00:02 On vous connaît, vous avez déjà écrit de nombreux livres,
00:05 une vingtaine. Votre spécificité,
00:07 c'est que vous écrivez pour les adultes
00:09 et aussi pour les plus jeunes.
00:11 Vous venez d'ailleurs de publier un livre
00:14 qui s'appelle "Géographie de la peur",
00:16 qui est paru chez Gallimard Jeunesse,
00:18 un très beau roman sensible et juste
00:20 et qui est tout à fait lisible également par des adultes.
00:23 Alors, vous écrivez, "J'habite une cage invisible
00:27 "dont j'ai moi-même dessiné les contours
00:30 "afin de me protéger de mon cerveau.
00:32 "La moindre émotion le retourne contre moi.
00:34 "Je souffre d'agoraphobie, doublée d'un tag,
00:36 "mais pas un tag sur un mur de fac,
00:38 "non, un tag qui signifie que mon cerveau me maltraite."
00:41 Dès les premières pages de votre roman,
00:43 ce n'est pas vous qui parlez, c'est votre héroïne,
00:46 vous annoncez la couleur.
00:48 Vous vous êtes laissée dans la peau de Maureen, 19 ans,
00:52 qui souffre donc d'un trouble anxieux généralisé.

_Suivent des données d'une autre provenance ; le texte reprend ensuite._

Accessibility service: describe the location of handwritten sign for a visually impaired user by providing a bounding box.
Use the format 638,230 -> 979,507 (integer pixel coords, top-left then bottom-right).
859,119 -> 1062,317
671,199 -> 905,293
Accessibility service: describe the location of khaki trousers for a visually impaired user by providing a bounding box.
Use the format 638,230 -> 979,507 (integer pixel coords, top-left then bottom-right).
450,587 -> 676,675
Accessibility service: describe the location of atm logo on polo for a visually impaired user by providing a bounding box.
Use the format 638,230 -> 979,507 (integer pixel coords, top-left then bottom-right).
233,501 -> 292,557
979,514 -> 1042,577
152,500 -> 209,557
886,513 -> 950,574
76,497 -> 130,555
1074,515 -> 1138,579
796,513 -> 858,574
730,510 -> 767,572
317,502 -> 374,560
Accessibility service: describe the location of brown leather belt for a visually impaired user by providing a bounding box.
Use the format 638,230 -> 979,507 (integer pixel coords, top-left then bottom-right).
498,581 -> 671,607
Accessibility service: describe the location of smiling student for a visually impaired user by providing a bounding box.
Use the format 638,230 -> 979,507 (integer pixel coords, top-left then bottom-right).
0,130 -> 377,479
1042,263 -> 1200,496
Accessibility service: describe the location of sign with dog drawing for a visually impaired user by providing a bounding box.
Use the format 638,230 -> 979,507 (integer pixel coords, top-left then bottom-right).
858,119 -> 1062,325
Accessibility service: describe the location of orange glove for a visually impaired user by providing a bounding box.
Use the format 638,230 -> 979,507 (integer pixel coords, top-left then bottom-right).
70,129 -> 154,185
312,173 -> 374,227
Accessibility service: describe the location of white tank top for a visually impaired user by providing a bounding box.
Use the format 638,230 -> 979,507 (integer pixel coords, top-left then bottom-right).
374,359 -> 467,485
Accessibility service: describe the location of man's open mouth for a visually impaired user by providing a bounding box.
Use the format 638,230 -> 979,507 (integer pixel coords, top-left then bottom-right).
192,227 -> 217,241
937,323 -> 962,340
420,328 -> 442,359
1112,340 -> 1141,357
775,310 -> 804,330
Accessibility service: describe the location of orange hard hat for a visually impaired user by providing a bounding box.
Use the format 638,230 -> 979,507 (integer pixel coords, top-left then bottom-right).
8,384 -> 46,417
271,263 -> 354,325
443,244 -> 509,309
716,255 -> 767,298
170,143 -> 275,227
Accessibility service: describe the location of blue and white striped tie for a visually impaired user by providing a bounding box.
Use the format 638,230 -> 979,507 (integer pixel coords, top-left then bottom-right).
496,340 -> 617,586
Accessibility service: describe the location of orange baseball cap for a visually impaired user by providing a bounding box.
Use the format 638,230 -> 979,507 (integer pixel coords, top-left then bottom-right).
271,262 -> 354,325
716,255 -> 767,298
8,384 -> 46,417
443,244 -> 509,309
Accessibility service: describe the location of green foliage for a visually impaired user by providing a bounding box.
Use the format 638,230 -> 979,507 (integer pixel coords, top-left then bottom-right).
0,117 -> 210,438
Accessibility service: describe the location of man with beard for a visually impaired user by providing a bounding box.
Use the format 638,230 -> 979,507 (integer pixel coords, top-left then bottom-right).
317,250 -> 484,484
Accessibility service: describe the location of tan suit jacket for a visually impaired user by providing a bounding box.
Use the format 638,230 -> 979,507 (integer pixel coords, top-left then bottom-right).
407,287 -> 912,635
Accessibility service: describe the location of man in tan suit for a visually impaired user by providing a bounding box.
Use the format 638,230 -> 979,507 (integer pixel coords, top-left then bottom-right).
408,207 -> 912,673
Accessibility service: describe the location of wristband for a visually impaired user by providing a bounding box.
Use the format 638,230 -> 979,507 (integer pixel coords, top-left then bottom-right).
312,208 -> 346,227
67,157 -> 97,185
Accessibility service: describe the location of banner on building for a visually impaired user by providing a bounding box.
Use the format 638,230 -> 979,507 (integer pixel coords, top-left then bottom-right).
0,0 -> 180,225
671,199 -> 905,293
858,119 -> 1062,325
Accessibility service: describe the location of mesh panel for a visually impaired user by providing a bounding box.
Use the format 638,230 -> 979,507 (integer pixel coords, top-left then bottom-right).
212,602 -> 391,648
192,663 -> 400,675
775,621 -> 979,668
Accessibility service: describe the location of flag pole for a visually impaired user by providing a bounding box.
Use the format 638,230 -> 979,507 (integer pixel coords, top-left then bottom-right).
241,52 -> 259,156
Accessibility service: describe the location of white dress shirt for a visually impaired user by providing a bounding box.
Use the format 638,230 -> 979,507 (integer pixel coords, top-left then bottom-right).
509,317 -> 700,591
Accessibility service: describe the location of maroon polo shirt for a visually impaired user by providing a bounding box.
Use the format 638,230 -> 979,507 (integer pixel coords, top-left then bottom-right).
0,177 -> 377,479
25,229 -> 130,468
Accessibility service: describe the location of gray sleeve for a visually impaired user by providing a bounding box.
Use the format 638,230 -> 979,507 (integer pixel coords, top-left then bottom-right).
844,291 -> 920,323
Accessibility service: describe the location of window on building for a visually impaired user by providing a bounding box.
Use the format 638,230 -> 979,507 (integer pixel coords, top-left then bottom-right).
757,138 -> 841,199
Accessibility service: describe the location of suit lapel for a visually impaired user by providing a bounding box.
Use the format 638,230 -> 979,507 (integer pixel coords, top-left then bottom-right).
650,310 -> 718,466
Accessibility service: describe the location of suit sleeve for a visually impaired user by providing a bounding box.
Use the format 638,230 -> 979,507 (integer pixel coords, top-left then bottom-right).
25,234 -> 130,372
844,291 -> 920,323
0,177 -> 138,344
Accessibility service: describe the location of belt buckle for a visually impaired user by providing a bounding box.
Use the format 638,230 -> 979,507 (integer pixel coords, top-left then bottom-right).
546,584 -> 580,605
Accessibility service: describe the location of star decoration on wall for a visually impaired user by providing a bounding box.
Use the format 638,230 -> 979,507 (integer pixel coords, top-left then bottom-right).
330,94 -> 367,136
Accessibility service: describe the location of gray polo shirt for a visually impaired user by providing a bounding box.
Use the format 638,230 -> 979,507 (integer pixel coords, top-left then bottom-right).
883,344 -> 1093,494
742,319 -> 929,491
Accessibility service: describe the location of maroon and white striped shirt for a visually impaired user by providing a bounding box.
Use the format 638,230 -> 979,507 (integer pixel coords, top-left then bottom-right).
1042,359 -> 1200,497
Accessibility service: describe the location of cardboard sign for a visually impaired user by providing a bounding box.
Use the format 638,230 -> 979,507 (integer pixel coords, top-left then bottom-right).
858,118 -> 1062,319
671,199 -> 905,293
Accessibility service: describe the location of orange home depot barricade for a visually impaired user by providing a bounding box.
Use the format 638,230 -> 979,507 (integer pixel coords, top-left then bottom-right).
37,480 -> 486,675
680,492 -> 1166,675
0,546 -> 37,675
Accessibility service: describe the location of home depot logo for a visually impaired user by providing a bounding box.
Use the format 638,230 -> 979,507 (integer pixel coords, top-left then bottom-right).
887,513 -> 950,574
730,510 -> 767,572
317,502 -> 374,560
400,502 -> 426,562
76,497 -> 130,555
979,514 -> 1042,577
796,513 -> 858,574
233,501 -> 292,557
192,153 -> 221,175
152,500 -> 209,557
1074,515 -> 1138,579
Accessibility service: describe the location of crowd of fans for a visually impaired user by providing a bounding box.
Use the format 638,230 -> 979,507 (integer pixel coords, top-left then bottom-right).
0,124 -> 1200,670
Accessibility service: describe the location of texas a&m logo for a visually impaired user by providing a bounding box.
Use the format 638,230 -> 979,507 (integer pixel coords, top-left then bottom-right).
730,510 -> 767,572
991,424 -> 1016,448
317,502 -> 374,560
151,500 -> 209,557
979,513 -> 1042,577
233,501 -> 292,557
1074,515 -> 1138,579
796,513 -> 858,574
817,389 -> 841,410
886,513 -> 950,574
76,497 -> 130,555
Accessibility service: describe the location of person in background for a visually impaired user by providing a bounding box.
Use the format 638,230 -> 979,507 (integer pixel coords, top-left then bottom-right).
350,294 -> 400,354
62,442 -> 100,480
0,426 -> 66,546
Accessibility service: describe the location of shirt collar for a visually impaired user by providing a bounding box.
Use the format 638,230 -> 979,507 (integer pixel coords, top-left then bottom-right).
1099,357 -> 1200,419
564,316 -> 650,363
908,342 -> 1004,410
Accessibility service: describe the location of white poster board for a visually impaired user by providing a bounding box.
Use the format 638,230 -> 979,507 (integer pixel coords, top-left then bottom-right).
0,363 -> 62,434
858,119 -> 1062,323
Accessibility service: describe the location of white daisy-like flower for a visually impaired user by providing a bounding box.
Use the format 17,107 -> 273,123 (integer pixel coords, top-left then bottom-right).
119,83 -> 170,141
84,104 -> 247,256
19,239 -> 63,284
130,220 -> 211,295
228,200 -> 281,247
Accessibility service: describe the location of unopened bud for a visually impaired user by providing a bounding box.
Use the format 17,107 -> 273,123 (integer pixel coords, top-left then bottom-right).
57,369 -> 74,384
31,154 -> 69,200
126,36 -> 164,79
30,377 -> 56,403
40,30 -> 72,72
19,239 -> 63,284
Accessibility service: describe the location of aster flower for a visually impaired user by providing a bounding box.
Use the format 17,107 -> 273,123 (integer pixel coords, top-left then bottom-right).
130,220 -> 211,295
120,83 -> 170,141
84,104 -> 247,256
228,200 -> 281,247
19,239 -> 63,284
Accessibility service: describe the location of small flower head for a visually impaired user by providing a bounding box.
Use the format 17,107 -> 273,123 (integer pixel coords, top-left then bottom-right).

00:56 Évidemment, on a envie de vous demander
00:58 pourquoi vous avez choisi ce sujet
01:01 qui vous touche particulièrement.
01:03 Est-ce que c'est pour ça ?
01:04 -Oui, je pense que ça fait très longtemps
01:06 que j'ai envie de raconter l'agoraphobie,
01:08 parce que c'est un sujet...
01:10 C'est un très bon sujet de roman,
01:12 c'est un sujet de livre,
01:14 et c'est comment percevoir le monde
01:16 à travers ce voile d'angoisse
01:18 que j'ai connu quand j'étais plus jeune,
01:20 mais qui était vraiment une sorte de...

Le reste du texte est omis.